On 08/02/2009, at 11:46 AM, Damien Katz wrote:


On Feb 7, 2009, at 6:14 PM, Antony Blakey wrote:


On 08/02/2009, at 9:35 AM, Damien Katz wrote:

I think this works in situations where you have only a single machine (no replication, no failover), or your app can have read only slaves nodes where readers don't care about db consistency (but still no failover). I'm not sure that fits many real world use cases.

If you have read-only slaves, then they won't be inconsistent outside of a replication. This is my current deployment model, with a very large number of users, where every user is potentially running a copy of 'Desktop CouchDB' (cf the contract I posted). This is CouchDB as Notes Client, not as a server per-se.
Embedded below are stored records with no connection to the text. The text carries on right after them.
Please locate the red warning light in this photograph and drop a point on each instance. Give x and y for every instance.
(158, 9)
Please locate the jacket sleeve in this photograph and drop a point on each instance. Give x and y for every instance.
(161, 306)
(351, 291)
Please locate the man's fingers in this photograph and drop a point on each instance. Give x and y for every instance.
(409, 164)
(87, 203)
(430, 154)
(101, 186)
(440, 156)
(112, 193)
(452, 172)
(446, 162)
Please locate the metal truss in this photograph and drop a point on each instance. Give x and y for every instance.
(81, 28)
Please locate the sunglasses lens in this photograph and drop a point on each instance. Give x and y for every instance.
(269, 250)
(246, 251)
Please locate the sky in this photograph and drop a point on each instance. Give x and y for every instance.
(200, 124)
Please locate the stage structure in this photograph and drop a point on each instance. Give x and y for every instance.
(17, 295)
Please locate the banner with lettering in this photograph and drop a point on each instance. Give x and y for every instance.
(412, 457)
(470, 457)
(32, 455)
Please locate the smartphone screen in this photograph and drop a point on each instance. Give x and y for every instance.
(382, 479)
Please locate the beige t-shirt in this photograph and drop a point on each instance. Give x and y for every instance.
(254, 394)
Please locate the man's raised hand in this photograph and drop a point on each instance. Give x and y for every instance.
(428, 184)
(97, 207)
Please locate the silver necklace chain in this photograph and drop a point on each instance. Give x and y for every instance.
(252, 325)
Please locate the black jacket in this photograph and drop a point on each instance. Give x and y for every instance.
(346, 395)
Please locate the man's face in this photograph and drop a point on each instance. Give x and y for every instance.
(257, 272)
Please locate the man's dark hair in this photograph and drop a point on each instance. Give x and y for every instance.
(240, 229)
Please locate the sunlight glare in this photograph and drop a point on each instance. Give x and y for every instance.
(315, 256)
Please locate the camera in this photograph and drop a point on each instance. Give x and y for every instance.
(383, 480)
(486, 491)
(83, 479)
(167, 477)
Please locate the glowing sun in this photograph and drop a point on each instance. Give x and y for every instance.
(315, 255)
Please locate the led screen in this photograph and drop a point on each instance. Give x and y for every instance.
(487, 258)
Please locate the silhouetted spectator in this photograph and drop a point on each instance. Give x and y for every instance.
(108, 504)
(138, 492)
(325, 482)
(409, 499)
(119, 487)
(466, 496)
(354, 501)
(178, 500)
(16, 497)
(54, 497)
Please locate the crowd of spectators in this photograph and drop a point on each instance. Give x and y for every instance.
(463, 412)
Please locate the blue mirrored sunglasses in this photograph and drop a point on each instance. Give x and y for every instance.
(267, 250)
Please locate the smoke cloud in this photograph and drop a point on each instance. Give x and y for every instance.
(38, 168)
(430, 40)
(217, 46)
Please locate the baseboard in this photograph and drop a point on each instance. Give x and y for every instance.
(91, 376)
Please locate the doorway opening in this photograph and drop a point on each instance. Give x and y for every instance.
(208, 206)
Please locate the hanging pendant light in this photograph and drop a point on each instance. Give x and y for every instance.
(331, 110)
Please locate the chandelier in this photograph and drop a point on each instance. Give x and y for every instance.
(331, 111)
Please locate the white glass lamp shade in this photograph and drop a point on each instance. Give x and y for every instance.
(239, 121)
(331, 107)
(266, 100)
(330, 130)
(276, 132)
During replication, you don't get any sort of interdocument consistency guarantee or even update ordering. During replication, the clients will see random updates until the replication is fully complete. If the downstream clients lose their connection halfway during an replication, they won't have a consistent database.

Sure, but this isn't an issue if your app allows for a replication- mode that is exclusive to normal application mode i.e. doesn't switch until it gets a completed replication.

I think the issue you are addressing will only occur if replication is concurrent with 'normal' operation. For applications the require consistency, this need not be the case.